O FMI voltou a salientar as divergências de crescimento entre as várias regiões do globo devido sobretudo ao acesso à vacinação. As economias avançadas destacam-se pela positiva tendo progredido de forma notável ao nível da administração de vacinas, que nesta fase já atinge cerca de 58% da população. Por seu lado, os mercados emergentes têm agora cerca de 36% da população vacinada, enquanto os países em desenvolvimento de baixo rendimento alcançaram apenas 5%. O acesso à vacinação dividiu a recuperação global em dois blocos: países que podem esperar uma “normalização” adicional até ao final de 2021 (grupo que engloba praticamente a totalidade das economias avançadas) e as regiões que ainda se poderão deparar com o ressurgimento do vírus e das suas possíveis consequências económicas.
Grau de vacinação a nível mundial

A contribuir também para o agravamento da divergência nas dinâmicas de crescimento, entre os vários países, surge o impacto da política fiscal, que tem sido visivelmente notório nas economias mais avançadas. Pelo contrário, inúmeros mercados emergentes já começaram a reduzir os seus apoios à economia em virtude do reduzido espaço de manobra fiscal que o prolongamento da pandemia acabou por materializar.
Vários mercados emergentes já se encontram em fase de aperto fiscal

O FMI sublinha que a continuação da circulação do vírus, especialmente nos países com baixas taxas de vacinação, permanece uma ameaça para a recuperação económica e sanitária a nível global.

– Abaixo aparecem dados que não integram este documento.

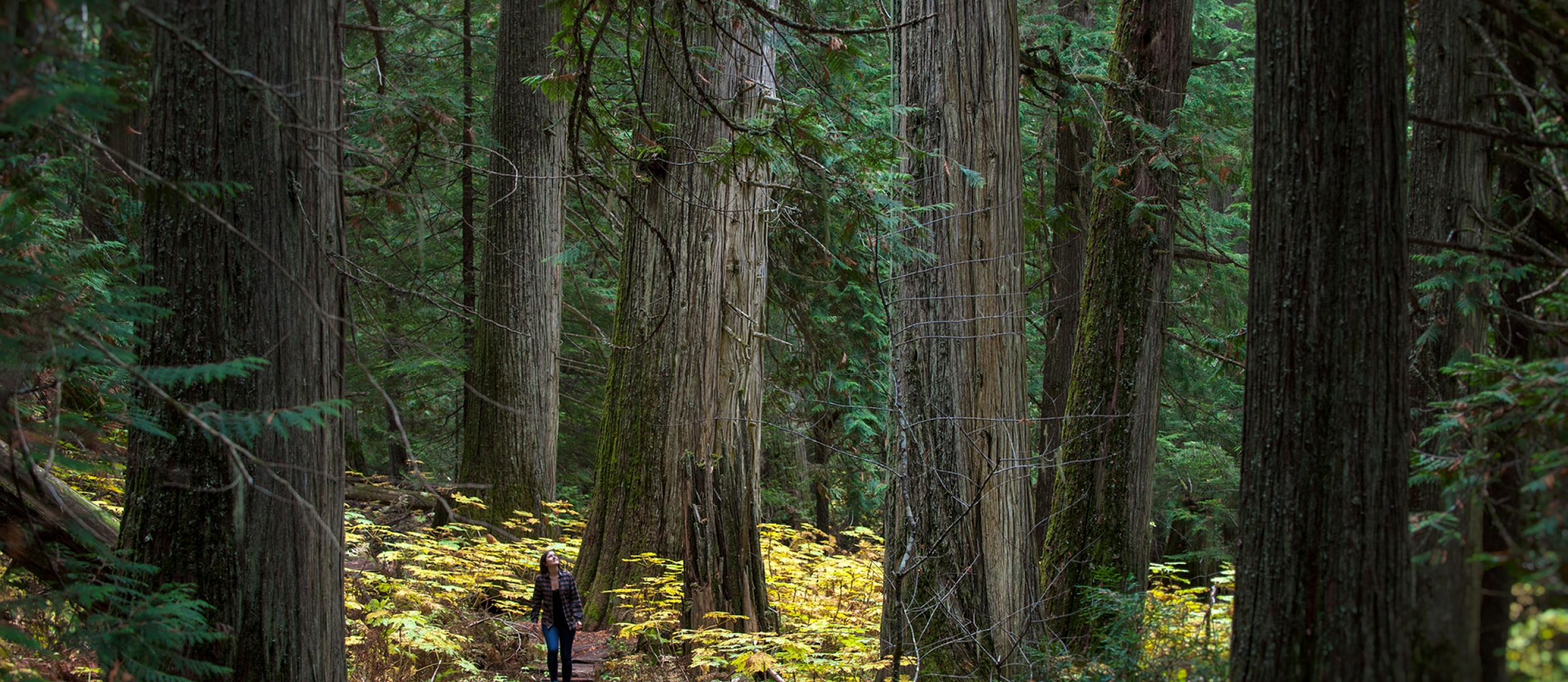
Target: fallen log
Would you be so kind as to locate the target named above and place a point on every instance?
(43, 519)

O Fundo refere o risco de surgimento de variantes mais transmissíveis e perigosas enquanto uma elevada proporção da população mundial permanecer sem proteção.
Covid-19 – Evolução de novos casos

Neste documento, o FMI estima que a economia mundial cresça cerca de 5,9% em 2021 e 4,9% em 2022. A previsão para 2021 foi revista em baixa em 0,1pp face à anterior (WEO julho 2021) devido ao downgrade na previsão para as economias avançadas e para os países em desenvolvimento de baixo rendimento. Tais revisões foram parcialmente compensadas por uma melhoria de perspetivas no curto prazo para os mercados emergentes e economias em desenvolvimento, exportadoras de commodities. Para 2022, a estimativa de crescimento global manteve-se inalterada face à anterior.
No que se refere às economias avançadas, as previsões de crescimento económico para 2021 foram revistas em baixa devido sobretudo ao downgrade dos EUA, em virtude do impacto negativo das disrupções nas cadeias de distribuição e produção. A estimativa para a Alemanha também sofreu uma revisão em baixa devido ao impacto da escassez de inputs necessários à produção manufatureira. Já o Japão viu a sua estimativa cortada para este ano devido ao efeito da imposição do quarto estado de emergência, que vigorou de julho a setembro, na sequência do nível record de infeções. No total, o FMI estima que as economias avançadas em geral cresçam 5,2% em 2021 e 4,5% em 2022. De referir que as projeções para os EUA incluem o pacote de investimento em infraestruturas e a expansão da rede de segurança social, equivalente a 4 biliões de dólares de despesa na próxima década. O cenário central assume também as subvenções e empréstimos associados ao Next Generation UE para as economias da UE. Para 2022, a estimativa de crescimento das economias avançadas foi ligeiramente revista em alta devido à antecipação de um 1S22 mais forte à medida que o grau de vacinação da população progride.
No que se refere aos mercados emergentes e economias em desenvolvimento, a previsão para 2021 foi revista ligeiramente em alta, em 0,1pp, devido ao upgrade de estimativas para a maioria das regiões. Em geral, o FMI estima que os mercados emergentes e economias em desenvolvimento cresçam 6,4% em 2021 e 5,1% em 2022. As projeções para a China foram ligeiramente revistas em baixa devido ao recuo, mais forte do que o esperado, no investimento público. As economias da Ásia emergente e em desenvolvimento também foram ligeiramente revistas em baixa devido à esperada aceleração da pandemia. Já as estimativas de crescimento para as restantes regiões foram revistas ligeiramente em alta, para 2021, com a melhoria de outlook para os exportadores de commodities a mais do que compensar a deterioração ao nível da pandemia (América Latina e Caraíbas, Médio Oriente e Ásia Central, África subsariana). De assinalar também que a procura doméstica, mais forte do que o esperado na Europa de Leste, serve para justificar as revisões em alta para 2021.
Principais previsões de crescimento económico mundial (2021-22)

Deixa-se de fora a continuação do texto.